O que a gente mais quer é saber como estamos indo, termos a chance de consertar as nossas falhas e saber o que podemos fazer para melhorar ou o que podemos fazer de diferente. Para isso, existe um termo bastante conhecido no mundo corporativo chamado feedback. Em sua tradução literal, feedback significa retorno. O mundo corporativo e moderno agregou este termo aos retornos que precisamos dar para as pessoas sobre suas performances, mas o termo ficou tão banalizado e até mal interpretado que o famoso feedback virou sinônimo de terror para muitas pessoas.
Todos nós precisamos de retornos. Retornos são trocas, formas de aprendizados, partes importantes do nosso desenvolvimento pessoal e profissional, porém eles precisam ser agregadores e não destruidores como tenho assim o chamado há algum tempo.
Já adianto que para mim não existe feedback negativo: ou ele deve ser positivo ou construtivo. Sobre o tal feedback negativo, me pergunto: onde está o fundamento deste tipo de feedback? O que esperamos quando apenas pontuamos os pontos fracos, as falhas de uma outra pessoa?
Para mim, todo feedback precisa fazer sentido, mas além disso, tem que ter impacto positivo. Então, se tenho alguma ressalva a fazer a respeito de algo para alguém, preciso me munir de direcionamentos para esta pessoa e não simplesmente pontuar aquilo que considerei inadequado.
Na minha opinião, todos somos corresponsáveis pelo desenvolvimento uns dos outros e não podemos simplesmente ocupar a posição de julgador ou de crítico. Acredito que temos o dever de além de pontuar algo negativo em alguém, também orientar sobre o que fazer para melhorar ou mudar a sua estratégia, seja na sua vida pessoal ou na profissional.
Também acredito verdadeiramente que todos merecem feedbacks, sejam eles de amigos, familiares ou colegas de trabalho, claro que partindo do princípio de que todo feedback visa o bem-estar do ser humano, o desenvolvimento intelectual, moral e sentimental. Todos precisam de retornos para continuarem a se desenvolver em prol de seus objetivos.

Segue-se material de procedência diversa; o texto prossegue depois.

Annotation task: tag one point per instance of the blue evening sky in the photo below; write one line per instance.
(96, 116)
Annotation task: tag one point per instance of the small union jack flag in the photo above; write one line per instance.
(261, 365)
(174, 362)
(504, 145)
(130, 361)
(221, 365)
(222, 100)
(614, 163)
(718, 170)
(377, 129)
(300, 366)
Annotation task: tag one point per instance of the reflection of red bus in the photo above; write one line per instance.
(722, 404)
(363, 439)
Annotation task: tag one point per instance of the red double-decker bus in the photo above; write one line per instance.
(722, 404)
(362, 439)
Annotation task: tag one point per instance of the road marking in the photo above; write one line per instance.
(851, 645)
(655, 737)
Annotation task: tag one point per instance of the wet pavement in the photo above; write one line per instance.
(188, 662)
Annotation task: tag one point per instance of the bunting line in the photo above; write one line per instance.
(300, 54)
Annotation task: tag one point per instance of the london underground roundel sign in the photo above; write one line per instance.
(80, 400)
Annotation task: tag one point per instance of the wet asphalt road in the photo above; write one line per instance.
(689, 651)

Mas feedback positivo, como diz meu filho de 5 anos: “É mamão com açúcar”, mas será que é mesmo? É importante e interessante refletirmos: quantas pessoas elogiamos na última semana? Quantas pessoas te consideram um cara muito legal, mas quantos te dizem isso? Quantas pessoas esperam por uma palavra de incentivo, por reconhecimento e não recebem?

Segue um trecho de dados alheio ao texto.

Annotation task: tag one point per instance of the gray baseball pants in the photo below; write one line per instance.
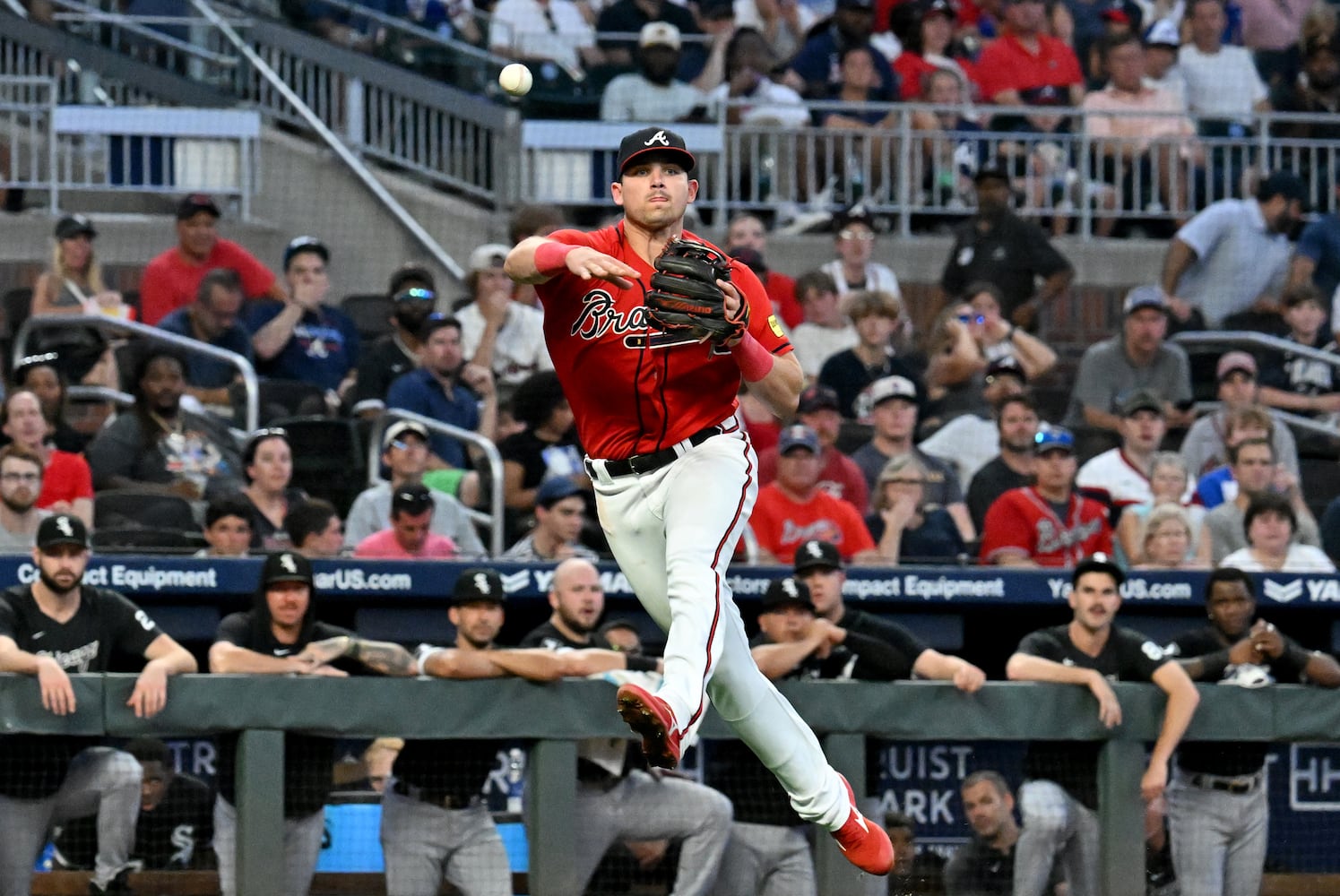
(100, 781)
(422, 842)
(1056, 827)
(302, 848)
(642, 806)
(1218, 839)
(766, 860)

Parece simples darmos um retorno positivo, mas às vezes ele se torna tão complexo quanto um feedback construtivo, onde além de pontuar algo inadequado, precisamos vir com um plano de ação para ajudar as pessoas a melhorarem suas atitudes.
No entanto, independentemente do tipo de feedback, o importante é que ele precisa ser feito. As pessoas precisam de uma segunda chance e muito mais do que a segunda chance, elas precisam de apoio para seguirem em frente.
Então se o óbvio precisa ser dito, imagina aquilo que não é óbvio para os nossos olhos?